Sunday, July 18, 2010

Game development club at Seneca

Did you know there's a game programming club at Seneca? Check out the unofficial website.

Actually, the club is in its neonatal stages. The founding students still have not found a faculty advisor and, from what I can gather, they are trying to get the Arts and Animation faculty in on it too. Sounds like a big project! However, if they can get enough students to join, the ball might actually start rolling and things will be organized in time for the fall semester (less than two months away!).

Hope to see some of you there!

Monday, March 15, 2010

Container Classes

IRC meetings have become so slow that Fardad Soleimanloo has now decided to try using voice conferences through Skype! Though OOP344 is not an open source course (like OSD600), the project for it sure is starting to look and work like one. (Just this morning I had to chuckle at my team--scheduling a meeting that works with everyone's schedules is a nightmare.) I find the course incredible because in all my years of studying, I've never seen a teacher put so much time into a course or students asked to put so much into it either. In university for Economics, I mastered the art of cramming for every midterm and test (those were all you were getting marked on, after all). I studied strategically and aced most of them, but I didn't retain much info in the end. I'm finding that in college, with weekly due dates for each course, you have to keep at it or fall behind if you let things slide even by a week.

Anyway, the real point of this post was to share a couple of nifty little webpages about container classes. In our last IRC meeting, my group had a bouncy, yellow question mark over our collective heads because we just didn't grasp the idea of them soon enough.

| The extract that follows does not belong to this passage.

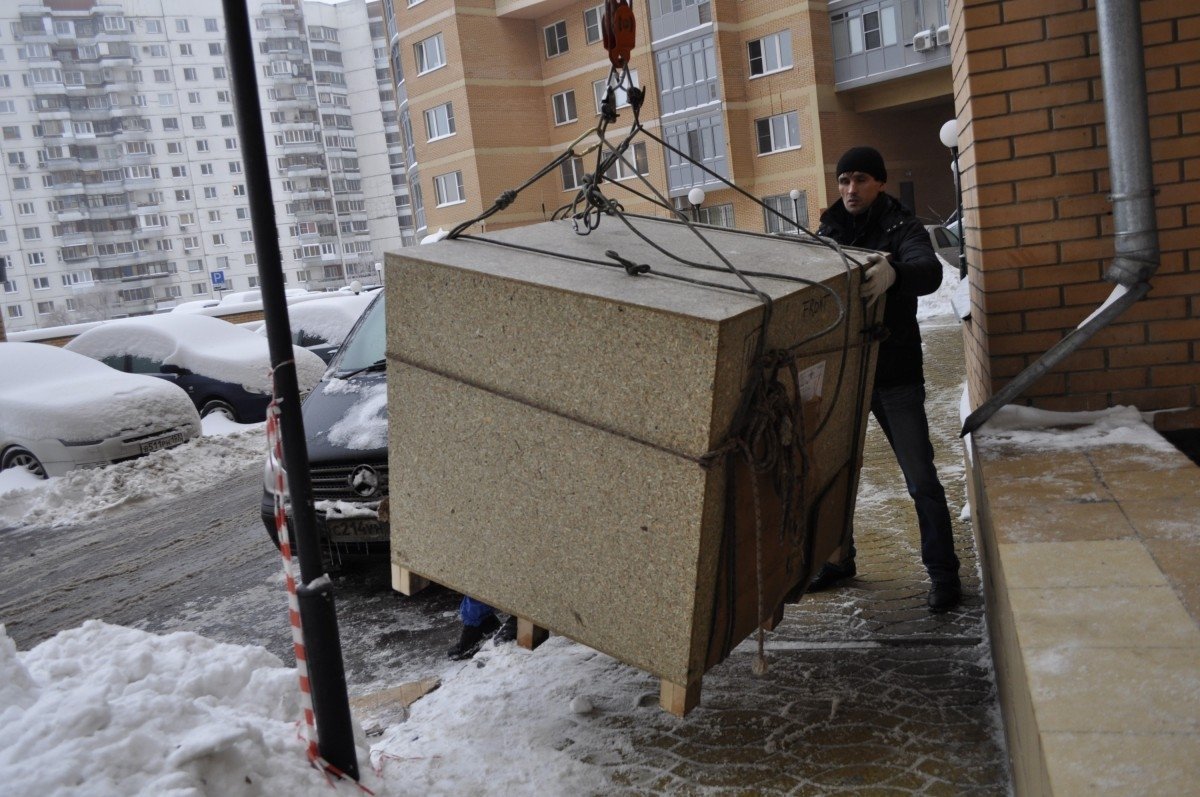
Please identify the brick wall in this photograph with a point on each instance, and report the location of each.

But the fact is, container classes really are how Fardad described: they are an array (another kind of container) for objects. Here is the webpage, complete with a sample class, from learncpp.com. I haven't read this one from parashift.com yet, but the writing seemed pretty funny, especially after learning the basics of a container class.

I haven't read the textbook section for stacks and queues yet (and yes, that means I haven't coded how a queue works yet, either), but the above webpages really helped me understand the basic idea for them. I hope they help someone else, too.

Friday, January 22, 2010

Mystery solved

Mystery at the HQ Solved!

Two of the three new Coding Rangers have been identified in class. From first impression, one looked a lot friendlier than the other, but yours truly is trying not to be judgmental because the wind blew the wrong way on her face when she was pouting. Could've happened the same to the other dude.

Coding Styles

The Coding Rangers had their first (informal) meeting last Thursday to decide on the most basic coding styles. We agreed on most topics without trouble, like tabbing instead of spacing and placing the opening curly bracket on the same line as the condition or function that opened it. (I like Cindy Laurin's style of placing the opening moustache on the next line by itself. I think it looks neater, but I was defeated in this discussion.)

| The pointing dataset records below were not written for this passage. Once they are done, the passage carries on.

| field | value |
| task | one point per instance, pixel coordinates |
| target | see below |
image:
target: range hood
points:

My professors have tried to sell students on their preferences. Last semester, a classmate lost marks in an assignment for using spacing. Mark Fernandes told her to use tabs. Now Fardad Soleimanloo is telling us to use spacing. (I think his argument is that the length of tabs differ between editors.) Anthony Austin wants everyone to use vi and ssh. Use ftp or telnet and you're going to find "YOU R OWN3D" in your home directory. (He's pretty darn serious. He spent 10 minutes on the topic.)

I've personally made up my mind to use vi and do 2-space tabs for programs and spaces for html.